2.7. Measurement of the IFN-β Pathway Activation

Activation of the interferon regulatory factors (IRF) pathway was monitored by measuring Lucia luciferase activity in A549Dual cells. It was evaluated using QUANTI-Luc substrate according to manufacturer’s recommendations. Briefly, 100 µL of QUANTI-Luc substrate was added to 20 µL of cell culture supernatant, and IRF-induced luciferase levels were quantified by luminescence measurement using a Luminoskan™ microplate luminometer (ThermoFisher, Waltham, MA, USA). Results are presented as fold-change ratio of luminescence emitted by supernatant from treated cells in comparison with control cells.

2.8. Statistical Analyses

Statistical analyses were done by two-way ANOVA using Graph-Pad Prism software version 9. Values of p < 0.05 were considered statistically significant. Degrees of significance are indicated in the figure captions as follows: * p < 0.05; ** p < 0.001; *** p < 0.0002; **** p < 0.0001; ns = not significant.

3. Results

3.1. A549Dual Is a Suitable Model for Metabolic Reprogramming Study

To assess the potential of mitochondrial OXPHOS on the efficiency of the antiviral response, we set up a metabolic reprogramming model based on a work recently published by Shiratori et al. [44]. In their work, Shiratori et al. showed that alternative culture methods for several cancer cell lines (PANC-1, A549, and HeLa) lead to a change in the metabolic pathways responsible for ATP production.

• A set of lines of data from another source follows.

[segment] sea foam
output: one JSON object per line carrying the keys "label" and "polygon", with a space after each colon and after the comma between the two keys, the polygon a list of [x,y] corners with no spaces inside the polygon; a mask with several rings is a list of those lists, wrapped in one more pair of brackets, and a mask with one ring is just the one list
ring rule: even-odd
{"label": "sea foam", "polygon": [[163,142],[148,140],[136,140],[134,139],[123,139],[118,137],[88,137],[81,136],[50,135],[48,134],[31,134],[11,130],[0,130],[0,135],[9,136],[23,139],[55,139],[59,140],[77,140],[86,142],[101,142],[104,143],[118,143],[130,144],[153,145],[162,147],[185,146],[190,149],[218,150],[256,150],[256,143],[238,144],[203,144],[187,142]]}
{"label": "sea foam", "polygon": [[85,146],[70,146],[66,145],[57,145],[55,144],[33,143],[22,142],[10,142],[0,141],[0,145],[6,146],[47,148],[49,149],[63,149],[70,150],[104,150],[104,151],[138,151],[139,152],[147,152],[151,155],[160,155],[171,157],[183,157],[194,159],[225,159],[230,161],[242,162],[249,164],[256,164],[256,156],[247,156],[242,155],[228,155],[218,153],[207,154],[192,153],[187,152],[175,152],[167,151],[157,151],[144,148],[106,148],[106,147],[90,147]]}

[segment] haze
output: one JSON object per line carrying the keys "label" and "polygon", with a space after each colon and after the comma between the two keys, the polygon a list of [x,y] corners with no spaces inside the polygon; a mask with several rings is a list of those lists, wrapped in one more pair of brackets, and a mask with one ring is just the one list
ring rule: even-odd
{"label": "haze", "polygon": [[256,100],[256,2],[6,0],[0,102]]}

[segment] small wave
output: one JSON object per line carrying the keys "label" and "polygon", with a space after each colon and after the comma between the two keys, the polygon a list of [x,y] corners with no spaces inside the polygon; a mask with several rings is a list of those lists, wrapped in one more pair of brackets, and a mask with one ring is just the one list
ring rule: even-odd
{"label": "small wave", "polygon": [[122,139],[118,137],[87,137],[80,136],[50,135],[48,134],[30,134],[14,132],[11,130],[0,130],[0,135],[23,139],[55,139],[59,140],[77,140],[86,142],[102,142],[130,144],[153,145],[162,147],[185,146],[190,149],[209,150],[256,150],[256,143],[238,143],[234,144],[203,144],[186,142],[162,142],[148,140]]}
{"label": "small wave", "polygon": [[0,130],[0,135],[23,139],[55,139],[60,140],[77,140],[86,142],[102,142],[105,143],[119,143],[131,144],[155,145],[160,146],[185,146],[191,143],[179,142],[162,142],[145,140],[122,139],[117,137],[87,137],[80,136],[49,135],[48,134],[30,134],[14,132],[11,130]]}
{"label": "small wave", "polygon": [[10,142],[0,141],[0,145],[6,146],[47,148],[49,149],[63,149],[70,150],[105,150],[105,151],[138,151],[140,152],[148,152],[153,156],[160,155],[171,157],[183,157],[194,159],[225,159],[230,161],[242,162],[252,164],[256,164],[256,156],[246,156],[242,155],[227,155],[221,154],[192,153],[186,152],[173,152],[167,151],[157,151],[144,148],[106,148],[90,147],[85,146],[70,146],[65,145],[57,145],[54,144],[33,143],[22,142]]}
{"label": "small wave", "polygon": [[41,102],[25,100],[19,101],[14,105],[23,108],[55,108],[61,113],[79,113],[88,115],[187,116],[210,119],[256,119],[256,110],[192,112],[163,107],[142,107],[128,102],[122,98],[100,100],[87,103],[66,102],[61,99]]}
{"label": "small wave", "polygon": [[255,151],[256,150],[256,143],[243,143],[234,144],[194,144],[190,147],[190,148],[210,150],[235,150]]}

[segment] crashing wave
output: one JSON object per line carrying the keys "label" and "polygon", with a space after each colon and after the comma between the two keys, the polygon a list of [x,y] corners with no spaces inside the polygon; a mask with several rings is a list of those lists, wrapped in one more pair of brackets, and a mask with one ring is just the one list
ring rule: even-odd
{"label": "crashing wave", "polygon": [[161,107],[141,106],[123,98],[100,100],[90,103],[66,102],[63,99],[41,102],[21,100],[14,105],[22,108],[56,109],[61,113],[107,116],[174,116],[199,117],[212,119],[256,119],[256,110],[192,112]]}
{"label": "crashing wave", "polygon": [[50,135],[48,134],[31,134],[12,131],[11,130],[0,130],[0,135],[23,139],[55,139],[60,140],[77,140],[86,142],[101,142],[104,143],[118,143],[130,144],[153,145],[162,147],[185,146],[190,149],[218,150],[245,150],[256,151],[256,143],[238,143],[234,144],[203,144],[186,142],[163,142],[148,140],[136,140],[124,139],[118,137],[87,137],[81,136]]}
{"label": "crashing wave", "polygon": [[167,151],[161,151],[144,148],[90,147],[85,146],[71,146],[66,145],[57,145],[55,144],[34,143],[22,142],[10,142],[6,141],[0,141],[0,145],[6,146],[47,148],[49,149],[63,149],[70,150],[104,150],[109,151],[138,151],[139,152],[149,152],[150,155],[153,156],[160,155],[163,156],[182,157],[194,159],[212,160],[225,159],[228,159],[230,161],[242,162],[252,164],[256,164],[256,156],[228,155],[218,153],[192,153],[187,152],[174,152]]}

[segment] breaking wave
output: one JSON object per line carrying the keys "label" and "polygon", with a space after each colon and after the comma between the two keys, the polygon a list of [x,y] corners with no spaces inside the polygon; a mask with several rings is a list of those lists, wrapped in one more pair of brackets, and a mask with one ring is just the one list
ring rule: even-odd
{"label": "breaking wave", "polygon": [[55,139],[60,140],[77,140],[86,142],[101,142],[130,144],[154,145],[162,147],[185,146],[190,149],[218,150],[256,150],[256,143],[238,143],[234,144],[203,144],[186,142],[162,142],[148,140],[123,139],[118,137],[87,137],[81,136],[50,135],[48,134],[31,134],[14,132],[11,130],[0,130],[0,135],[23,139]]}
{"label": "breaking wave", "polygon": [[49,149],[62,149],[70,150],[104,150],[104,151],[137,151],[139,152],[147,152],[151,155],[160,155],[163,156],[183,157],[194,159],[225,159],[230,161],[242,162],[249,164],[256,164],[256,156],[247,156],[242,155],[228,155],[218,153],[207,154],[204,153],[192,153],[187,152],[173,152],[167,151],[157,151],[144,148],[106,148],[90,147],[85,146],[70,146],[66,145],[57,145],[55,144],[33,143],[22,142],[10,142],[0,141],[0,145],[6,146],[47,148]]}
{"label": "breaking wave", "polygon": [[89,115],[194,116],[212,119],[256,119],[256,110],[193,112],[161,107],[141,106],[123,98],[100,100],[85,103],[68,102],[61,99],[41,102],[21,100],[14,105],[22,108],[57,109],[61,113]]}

The cell-growing conditions allow an upregulated mitochondrial function and OXPHOS instead of glycolysis for ATP production [44]. Thus, similarly to their methods, we cultured the epithelial cell line A549Dual in RPMI-1640 supplemented with 10% FBS and only containing glucose 2 g·L−1 or galactose 2 g·L−1 (Figure S1).
We first had to determine if the specific culture conditions with glucose or galactose 2 g·L−1 would affect the viability of the A549Dual. To evaluate cell viability, we performed an LDH assay by measuring the activity of released LDH in the supernatant of our cells. As shown in Figure 1A, the cell culture conditions do not present any cytotoxicity. These results were confirmed by a neutral red uptake assay (Figure 1B).
It was previously described that cultivating cells in RPMI supplemented with galactose 2 g·L−1 increases OXPHOS and O2 consumption. This was notably evidenced, as ATP production was inhibited in the presence of oligomycin in contrast to cells cultured in glucose 2 g·L−1 [44]. Moreover, a decrease in lactate production due to the shift from glycolysis to OXPHOS characterized cells cultured in galactose [44]. In order to validate the identical behavior of our A549Dual grown under the same conditions, we assessed the amount of lactate produced. To do so, we first measured the absorbance of the culture supernatant when cells reached confluence in the two culture conditions. The shift of phenol red from red to yellow is a potent indicator to assess the pH of the culture medium by measuring the absorbance at 415 nm and 560 nm [46]. Of note, it is known that diminution of pH in the culture medium is in part associated with production of lactate by the cells in culture [47]. Interestingly, we found that the supernatant of cells cultured in RPMI glucose 2 g·L−1 presents a higher absorbance at 415 nm and lower absorbance at 560 nm when compared to the cells cultured in RPMI galactose 2 g·L−1 (Figure 1C). For the same density of cells, this reflects acidification of the medium, which is more important for the cells cultured in glucose probably because of higher lactate production and release due to glycolysis.
To confirm this higher production of lactate and validate the suitability of our model for further experiments, we quantified the amount of lactate released under both culture conditions. Consistent with the previous result and with the work of Shiratori et al., we found that A549Dual cultured in galactose 2 g·L−1 produce significantly less lactate than A549Dual cultured in glucose 2 g·L−1 (Figure 1D). During all the experiments for the model characterization at the time of the analyses, the number of cells remains identical between the cells grown in glucose or galactose (Figure S2). The observed effects are not related to a difference in cell growth. Therefore, A549Dual are a suitable cell model to study metabolic reprogramming and the impact of increased OXPHOS on the implementation of antiviral responses.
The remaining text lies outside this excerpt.